The president may believe all is well, but his approval rating has dropped considerably since winning reelection last year. In just a few weeks, Americans have learned the government can collect limitless data — inadvertently or otherwise — on all of us, watched markets rattle over fears the Federal Reserve could even consider a stimulus slowdown in a jobless recovery, and witnessed the Chinese and the Russians laugh us off as Edward Snowden slithers around the globe and the U.S. government sits powerless, hoping someone will ship him back here. The president’s attempt to talk Russian President Vladimir Putin into some cooperation in Syria, where Obama was finally forced to aid the opposition against the Assad regime, fell embarrassingly flat two weeks ago. Days later he pledged at the Brandenburg Gate to ask the Russians to participate in a nuclear weapons reduction they have no interest in. Now, Putin’s poking Obama in the eye by harboring Snowden, who leaked our secrets and jeopardized our security, as potential for a growing regional Middle East conflict increases by the day.
Meanwhile ObamaCare is raising premiums — as well as anxiety — as the clocks ticks toward full implementation in January, but exchanges scheduled to start enrolling people Oct. 1 in more than 30 states are not on track to begin on time.

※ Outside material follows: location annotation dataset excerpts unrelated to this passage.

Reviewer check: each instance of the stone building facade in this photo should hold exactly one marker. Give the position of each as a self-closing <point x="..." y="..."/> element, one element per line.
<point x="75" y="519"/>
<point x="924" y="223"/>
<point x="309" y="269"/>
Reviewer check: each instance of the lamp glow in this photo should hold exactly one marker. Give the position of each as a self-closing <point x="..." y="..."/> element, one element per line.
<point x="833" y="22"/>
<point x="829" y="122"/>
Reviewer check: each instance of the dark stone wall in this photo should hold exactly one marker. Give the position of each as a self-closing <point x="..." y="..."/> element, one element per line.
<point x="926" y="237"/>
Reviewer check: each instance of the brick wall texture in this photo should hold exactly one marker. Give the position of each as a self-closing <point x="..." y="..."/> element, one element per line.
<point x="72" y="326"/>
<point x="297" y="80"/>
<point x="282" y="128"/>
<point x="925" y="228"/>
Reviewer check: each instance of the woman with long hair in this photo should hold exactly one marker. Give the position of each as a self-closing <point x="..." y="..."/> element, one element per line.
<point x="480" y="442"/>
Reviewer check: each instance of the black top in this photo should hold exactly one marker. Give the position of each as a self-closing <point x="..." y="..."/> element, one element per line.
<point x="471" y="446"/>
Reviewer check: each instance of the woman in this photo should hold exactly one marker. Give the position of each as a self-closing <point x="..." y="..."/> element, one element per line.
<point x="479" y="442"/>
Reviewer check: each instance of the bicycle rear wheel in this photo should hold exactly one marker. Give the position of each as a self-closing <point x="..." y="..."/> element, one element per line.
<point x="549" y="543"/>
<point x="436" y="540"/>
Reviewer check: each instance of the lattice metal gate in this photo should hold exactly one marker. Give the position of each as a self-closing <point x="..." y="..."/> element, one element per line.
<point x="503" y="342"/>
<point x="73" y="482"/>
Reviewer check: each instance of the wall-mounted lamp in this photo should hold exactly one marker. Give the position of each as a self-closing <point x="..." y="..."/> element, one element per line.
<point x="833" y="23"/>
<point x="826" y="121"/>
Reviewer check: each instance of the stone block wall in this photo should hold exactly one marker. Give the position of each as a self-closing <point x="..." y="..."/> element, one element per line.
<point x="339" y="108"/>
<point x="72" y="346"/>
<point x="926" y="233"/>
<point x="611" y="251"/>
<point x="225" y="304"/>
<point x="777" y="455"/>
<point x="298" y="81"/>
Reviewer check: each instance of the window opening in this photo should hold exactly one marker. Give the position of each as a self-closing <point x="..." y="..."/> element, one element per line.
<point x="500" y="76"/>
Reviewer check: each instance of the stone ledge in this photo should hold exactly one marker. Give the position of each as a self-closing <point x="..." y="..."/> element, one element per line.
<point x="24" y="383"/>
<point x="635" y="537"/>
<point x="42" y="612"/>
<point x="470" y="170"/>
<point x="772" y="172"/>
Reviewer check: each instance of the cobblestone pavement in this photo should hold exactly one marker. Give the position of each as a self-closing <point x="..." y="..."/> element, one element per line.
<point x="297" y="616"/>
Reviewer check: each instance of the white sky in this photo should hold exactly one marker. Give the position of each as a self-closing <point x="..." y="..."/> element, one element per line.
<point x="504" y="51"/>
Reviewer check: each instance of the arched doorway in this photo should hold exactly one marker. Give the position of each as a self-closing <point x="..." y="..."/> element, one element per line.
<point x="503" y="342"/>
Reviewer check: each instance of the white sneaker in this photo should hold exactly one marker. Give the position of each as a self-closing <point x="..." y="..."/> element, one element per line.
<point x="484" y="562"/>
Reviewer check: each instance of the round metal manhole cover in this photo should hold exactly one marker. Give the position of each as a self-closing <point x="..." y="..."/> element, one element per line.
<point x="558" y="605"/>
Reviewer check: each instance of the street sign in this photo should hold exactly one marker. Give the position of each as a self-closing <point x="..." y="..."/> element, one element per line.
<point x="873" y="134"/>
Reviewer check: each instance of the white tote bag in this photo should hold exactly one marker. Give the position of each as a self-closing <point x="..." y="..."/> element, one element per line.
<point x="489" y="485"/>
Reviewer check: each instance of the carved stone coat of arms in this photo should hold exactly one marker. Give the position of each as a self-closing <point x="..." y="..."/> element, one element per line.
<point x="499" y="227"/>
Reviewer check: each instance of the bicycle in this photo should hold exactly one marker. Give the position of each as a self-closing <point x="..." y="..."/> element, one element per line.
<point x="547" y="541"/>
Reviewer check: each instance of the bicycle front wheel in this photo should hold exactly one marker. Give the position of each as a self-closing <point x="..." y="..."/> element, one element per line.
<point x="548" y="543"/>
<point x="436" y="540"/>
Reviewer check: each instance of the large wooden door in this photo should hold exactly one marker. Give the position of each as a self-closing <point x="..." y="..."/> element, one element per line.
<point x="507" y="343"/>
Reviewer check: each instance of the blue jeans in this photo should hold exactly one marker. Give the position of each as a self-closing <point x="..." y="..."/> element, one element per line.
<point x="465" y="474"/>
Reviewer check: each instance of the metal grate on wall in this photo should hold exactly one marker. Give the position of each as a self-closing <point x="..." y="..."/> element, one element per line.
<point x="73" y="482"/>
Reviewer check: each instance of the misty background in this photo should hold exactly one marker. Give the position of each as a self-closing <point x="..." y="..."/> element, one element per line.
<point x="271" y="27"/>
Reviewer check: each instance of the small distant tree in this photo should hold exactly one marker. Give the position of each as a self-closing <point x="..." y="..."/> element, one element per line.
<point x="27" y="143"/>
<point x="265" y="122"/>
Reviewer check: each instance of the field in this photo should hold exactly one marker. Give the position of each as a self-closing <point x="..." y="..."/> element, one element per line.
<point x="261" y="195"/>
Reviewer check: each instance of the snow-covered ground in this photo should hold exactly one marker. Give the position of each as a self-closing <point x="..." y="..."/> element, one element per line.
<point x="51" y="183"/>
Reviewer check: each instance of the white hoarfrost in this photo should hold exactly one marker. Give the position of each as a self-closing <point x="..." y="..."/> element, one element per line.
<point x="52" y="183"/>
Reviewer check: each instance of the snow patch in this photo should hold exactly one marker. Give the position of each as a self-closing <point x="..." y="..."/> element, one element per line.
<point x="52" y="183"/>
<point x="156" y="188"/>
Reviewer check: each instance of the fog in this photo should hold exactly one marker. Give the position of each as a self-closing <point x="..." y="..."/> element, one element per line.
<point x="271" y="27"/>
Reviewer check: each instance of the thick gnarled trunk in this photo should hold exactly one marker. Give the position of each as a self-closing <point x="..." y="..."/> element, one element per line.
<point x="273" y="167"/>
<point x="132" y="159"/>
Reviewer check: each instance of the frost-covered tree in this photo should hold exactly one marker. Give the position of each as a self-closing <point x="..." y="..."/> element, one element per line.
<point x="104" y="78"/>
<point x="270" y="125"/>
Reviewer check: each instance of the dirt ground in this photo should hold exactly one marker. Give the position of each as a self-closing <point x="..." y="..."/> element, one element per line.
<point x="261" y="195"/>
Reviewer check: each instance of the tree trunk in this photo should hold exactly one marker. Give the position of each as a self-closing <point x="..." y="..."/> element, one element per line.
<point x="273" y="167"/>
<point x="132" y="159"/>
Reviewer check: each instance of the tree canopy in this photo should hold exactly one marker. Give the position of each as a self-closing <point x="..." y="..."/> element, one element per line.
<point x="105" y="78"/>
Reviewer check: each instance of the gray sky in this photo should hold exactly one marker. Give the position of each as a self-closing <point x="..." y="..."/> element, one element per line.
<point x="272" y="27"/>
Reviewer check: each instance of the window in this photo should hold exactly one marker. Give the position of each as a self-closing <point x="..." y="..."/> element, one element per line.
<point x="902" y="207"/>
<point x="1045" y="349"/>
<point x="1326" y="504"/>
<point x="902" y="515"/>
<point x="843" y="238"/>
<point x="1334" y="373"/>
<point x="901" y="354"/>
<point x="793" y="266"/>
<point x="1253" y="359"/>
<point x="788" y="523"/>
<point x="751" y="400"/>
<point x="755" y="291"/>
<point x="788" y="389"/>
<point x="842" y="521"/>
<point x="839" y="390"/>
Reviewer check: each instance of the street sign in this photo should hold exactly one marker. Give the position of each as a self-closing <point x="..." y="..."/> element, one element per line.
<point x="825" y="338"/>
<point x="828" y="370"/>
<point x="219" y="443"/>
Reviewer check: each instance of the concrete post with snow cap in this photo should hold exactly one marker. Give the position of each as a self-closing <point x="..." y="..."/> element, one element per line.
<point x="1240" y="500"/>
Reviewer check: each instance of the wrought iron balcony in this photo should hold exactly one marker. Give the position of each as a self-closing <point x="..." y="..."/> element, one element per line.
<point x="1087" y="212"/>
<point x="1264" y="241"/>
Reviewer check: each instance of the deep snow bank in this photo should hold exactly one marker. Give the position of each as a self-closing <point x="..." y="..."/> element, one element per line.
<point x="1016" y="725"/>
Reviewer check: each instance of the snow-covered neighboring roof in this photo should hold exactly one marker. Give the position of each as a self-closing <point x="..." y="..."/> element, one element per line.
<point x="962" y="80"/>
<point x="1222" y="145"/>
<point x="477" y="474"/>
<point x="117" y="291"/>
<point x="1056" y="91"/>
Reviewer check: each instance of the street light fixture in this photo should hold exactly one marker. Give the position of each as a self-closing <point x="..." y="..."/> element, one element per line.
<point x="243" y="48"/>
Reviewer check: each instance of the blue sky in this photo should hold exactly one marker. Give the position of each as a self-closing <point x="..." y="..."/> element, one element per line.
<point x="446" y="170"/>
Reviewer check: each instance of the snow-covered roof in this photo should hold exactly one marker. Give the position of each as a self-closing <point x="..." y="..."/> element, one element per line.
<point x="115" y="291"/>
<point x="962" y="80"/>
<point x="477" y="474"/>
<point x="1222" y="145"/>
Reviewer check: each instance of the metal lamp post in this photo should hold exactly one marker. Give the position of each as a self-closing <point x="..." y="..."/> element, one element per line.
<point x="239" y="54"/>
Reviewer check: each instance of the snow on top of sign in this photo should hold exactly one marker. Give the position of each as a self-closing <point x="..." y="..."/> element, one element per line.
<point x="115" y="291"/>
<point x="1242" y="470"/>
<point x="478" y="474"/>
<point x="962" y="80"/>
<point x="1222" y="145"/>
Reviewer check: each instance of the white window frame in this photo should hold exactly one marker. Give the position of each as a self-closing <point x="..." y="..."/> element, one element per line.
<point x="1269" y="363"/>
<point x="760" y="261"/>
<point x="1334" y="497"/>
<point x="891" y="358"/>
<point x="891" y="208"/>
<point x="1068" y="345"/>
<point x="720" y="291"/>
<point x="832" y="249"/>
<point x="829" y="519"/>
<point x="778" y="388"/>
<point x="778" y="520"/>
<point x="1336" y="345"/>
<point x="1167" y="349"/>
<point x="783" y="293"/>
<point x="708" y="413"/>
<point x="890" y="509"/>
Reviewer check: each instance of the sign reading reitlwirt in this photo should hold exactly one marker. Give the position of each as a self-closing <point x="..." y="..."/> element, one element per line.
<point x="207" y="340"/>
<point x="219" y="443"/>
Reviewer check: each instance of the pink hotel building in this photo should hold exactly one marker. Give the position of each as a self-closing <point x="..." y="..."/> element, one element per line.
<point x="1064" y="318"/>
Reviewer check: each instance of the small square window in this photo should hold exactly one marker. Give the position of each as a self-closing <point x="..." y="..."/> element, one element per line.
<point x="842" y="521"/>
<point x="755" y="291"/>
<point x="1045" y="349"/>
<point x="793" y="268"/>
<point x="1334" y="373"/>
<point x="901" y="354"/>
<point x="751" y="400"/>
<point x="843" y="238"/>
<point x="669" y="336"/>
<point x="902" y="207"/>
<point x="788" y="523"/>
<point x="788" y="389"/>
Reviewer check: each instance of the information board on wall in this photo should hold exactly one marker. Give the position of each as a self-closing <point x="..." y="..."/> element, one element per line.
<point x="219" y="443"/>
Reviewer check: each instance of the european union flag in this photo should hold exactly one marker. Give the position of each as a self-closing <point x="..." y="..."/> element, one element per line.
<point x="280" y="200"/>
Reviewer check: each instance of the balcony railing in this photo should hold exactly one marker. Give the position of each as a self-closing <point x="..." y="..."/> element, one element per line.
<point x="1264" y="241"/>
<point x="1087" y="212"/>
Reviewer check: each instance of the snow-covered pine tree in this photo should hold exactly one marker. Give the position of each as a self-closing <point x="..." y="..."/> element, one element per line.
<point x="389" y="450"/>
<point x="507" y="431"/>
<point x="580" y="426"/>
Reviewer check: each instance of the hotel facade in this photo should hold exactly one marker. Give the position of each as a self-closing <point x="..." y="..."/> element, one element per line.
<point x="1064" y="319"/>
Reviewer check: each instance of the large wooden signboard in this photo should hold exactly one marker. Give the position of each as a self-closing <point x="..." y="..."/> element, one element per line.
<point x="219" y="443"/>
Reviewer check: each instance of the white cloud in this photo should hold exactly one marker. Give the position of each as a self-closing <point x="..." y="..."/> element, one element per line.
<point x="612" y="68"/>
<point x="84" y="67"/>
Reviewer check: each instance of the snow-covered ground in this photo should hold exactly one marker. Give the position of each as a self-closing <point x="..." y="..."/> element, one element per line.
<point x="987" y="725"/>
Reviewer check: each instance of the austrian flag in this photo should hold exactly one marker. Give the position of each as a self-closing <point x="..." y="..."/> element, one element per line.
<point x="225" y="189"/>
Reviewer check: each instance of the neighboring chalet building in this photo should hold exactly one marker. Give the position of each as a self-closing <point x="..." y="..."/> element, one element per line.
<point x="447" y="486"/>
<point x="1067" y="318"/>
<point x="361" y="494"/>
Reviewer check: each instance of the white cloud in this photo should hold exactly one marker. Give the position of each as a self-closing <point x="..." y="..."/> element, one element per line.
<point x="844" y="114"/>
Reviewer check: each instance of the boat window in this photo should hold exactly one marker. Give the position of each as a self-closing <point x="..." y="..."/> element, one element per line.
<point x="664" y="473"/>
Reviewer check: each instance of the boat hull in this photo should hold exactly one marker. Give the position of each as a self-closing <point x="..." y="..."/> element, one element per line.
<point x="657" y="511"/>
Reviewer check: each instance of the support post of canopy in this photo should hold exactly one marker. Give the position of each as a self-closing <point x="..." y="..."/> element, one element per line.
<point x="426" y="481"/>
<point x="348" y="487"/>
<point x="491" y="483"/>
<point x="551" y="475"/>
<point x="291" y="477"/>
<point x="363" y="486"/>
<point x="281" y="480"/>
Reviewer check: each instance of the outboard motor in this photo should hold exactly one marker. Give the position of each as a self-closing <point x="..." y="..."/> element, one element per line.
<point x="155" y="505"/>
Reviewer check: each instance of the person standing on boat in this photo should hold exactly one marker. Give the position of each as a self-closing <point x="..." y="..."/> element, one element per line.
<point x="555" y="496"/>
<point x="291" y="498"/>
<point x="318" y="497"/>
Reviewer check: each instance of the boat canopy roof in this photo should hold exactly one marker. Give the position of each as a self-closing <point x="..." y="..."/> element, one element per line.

Though Obama has worked to help immigration reform pass the Congress, at a silent distance requested by the bill’s proponents, it might be for naught. Victory would represent an enormous accomplishment for the president, but given the prospects in the GOP House, victory has begun to look like fantasy.
In the wake of investigations of wrongdoing by the Department of Justice and the Internal Revenue Service, Obama is surely aware the public’s lack of trust in government has reached crisis levels, but the minimal amount of time he has spent addressing or assuring the public makes him appear indifferent.
It is not that the policy issues Obama highlights — gun control, gay rights, equal pay, widening income inequality, infrastructure investments, cutting nuclear weapons and preparing for climate change — are not worthy of his effort. They are. But with the time he has left as president, and the possibility Republicans could control more of the Congress in 2015 than they do now, it is curious that Obama isn’t focusing more on what he can do, and must do, instead of what he wants to do. This fall the president will ask Congress for an increase in the debt ceiling, a debate that two years ago brought the country to the edge of default. Yet there is no more hope for tax reform or entitlement reform than there was when paralysis in 2011 produced the sequester.
President Obama owns all these problems and he needs to act on them.
Stoddard is an associate editor of The Hill.